/Diffusion-RWKV

Scaling RWKV-Like Architectures for Diffusion Models

Primary LanguagePythonOtherNOASSERTION

Diffusion-RWKV: Scaling RWKV-Like Architectures for Diffusion Models
Official PyTorch Implementation

This repo contains PyTorch model definitions, pre-trained weights and training/sampling code for our paper scalable diffusion models with RWKV-like architectures, named Diffusion-RWKV. It builds a series of architectures adapted from the RWKV model used in the NLP, with requisite modifications tailored for diffusion model applied to image generation tasks.

Diffusion-RWKV framework

1. Environments

  • Python 3.10

    • conda create -n your_env_name python=3.10
  • Requirements file

    • pip install -r requirements.txt
  • Install mmcv-full and mmcls

    • pip install -U openmim
    • mim install mmcv-full==1.7.0
    • pip install mmcls==0.25.0

2. Training

We provide a training script for Diffusion-RWKV in train.py. This script can be used to train unconditional, class-conditional Diffusion-RWKV models, it can be easily modified to support other types of conditioning.

To launch DRWKV-H/2 (256x256) in the latent space training with N GPUs on one node:

torchrun --nnodes=1 --nproc_per_node=N train.py \
--model DRWKV-H/2 \
--dataset-type imagenet \
--data-path /path/to/imagenet/train \
--image-size 256 \
--latent_space True \
--task-type class-cond \
--vae_path /path/to/vae \
--num-classes 1000 

To launch DRWKV-B/2 (32x32) in the pixel space training with N GPUs on one node:

torchrun --nnodes=1 --nproc_per_node=N train.py \
--model DRWKV-B/2 \
--dataset-type celeba \
--data-path /path/to/imagenet/train \
--image-size 32 \
--task-type uncond 

There are several additional options; see train.py for details. Experiments for training script can be found in the file direction script.

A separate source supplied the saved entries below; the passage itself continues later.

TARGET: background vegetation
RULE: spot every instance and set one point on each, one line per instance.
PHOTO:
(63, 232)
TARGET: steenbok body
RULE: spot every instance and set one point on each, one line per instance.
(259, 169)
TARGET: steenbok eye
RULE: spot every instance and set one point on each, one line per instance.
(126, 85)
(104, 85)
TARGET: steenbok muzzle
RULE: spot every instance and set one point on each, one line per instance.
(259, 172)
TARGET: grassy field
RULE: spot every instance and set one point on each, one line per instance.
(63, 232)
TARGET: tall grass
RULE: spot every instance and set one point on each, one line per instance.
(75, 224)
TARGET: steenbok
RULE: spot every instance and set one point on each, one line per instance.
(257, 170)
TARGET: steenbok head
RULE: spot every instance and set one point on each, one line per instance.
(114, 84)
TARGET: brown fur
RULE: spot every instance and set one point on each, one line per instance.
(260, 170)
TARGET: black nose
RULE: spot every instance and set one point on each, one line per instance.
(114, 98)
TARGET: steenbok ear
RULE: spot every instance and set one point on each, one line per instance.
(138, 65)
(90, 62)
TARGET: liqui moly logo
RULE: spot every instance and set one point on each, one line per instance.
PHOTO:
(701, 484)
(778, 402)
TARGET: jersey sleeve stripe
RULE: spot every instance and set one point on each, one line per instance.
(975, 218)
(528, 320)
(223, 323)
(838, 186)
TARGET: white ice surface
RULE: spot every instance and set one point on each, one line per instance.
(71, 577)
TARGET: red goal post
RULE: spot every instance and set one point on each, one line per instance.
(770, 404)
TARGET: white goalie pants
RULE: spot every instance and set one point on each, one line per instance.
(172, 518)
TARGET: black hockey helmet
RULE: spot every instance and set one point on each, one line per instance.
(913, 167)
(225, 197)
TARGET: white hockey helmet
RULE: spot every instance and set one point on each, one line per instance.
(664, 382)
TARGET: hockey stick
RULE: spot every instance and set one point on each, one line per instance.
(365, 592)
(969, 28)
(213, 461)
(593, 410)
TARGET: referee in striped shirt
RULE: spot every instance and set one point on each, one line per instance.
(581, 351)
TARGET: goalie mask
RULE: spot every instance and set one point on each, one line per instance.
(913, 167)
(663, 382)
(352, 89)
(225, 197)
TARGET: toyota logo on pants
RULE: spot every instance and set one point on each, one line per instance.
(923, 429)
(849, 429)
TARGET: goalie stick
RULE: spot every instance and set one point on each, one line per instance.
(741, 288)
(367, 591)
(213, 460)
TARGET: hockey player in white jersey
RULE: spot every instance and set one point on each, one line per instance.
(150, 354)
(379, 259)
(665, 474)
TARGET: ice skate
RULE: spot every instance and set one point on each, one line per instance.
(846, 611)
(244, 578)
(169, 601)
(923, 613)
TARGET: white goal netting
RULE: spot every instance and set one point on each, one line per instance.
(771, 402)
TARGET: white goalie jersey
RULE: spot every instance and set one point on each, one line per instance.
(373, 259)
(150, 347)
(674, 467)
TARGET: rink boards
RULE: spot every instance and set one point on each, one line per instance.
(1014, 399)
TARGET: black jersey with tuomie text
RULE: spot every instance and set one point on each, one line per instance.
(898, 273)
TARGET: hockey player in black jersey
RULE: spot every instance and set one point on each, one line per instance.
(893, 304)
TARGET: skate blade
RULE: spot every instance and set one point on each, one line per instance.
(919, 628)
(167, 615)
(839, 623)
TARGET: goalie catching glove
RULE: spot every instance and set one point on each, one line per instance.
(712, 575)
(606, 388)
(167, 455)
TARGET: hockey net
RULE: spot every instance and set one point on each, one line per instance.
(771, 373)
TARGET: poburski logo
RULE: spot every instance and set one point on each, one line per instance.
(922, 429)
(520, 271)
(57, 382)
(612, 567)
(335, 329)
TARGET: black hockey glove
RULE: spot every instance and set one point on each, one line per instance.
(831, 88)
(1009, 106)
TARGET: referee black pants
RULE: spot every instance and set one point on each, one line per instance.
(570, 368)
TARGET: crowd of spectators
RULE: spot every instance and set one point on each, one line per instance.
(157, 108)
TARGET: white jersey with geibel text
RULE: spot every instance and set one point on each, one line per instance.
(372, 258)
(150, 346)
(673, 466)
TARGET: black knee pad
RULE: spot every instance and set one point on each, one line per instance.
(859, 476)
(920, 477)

For convenience, the pre-trained Diffusion-RWKV models can be directly downloaded in huggingface.

3. Evaluation

We include a sample.py script which samples images from a Diffusion-RWKV model. Besides, we support other metrics evaluation, e.g., FLOPS and model parameters, in test.py script.

python sample.py \
--model DRWKV-H/2 \
--ckpt /path/to/model \
--image-size 256 \
--num-classes 1000 \
--cfg-scale 1.5 \
--latent_space True

4. BibTeX

@article{FeiDRWKV2024,
  title={Diffusion-RWKV: Scaling RWKV-Like Architectures for Diffusion Models},
  author={Zhengcong Fei, Mingyuan Fan, Changqian Yu, Debang Li, Jusnshi Huang},
  year={2024},
  journal={arXiv preprint},
}

5. Acknowledgments

The codebase is based on the awesome DiT, RWKV, DiS, and Vision-RWKV repos.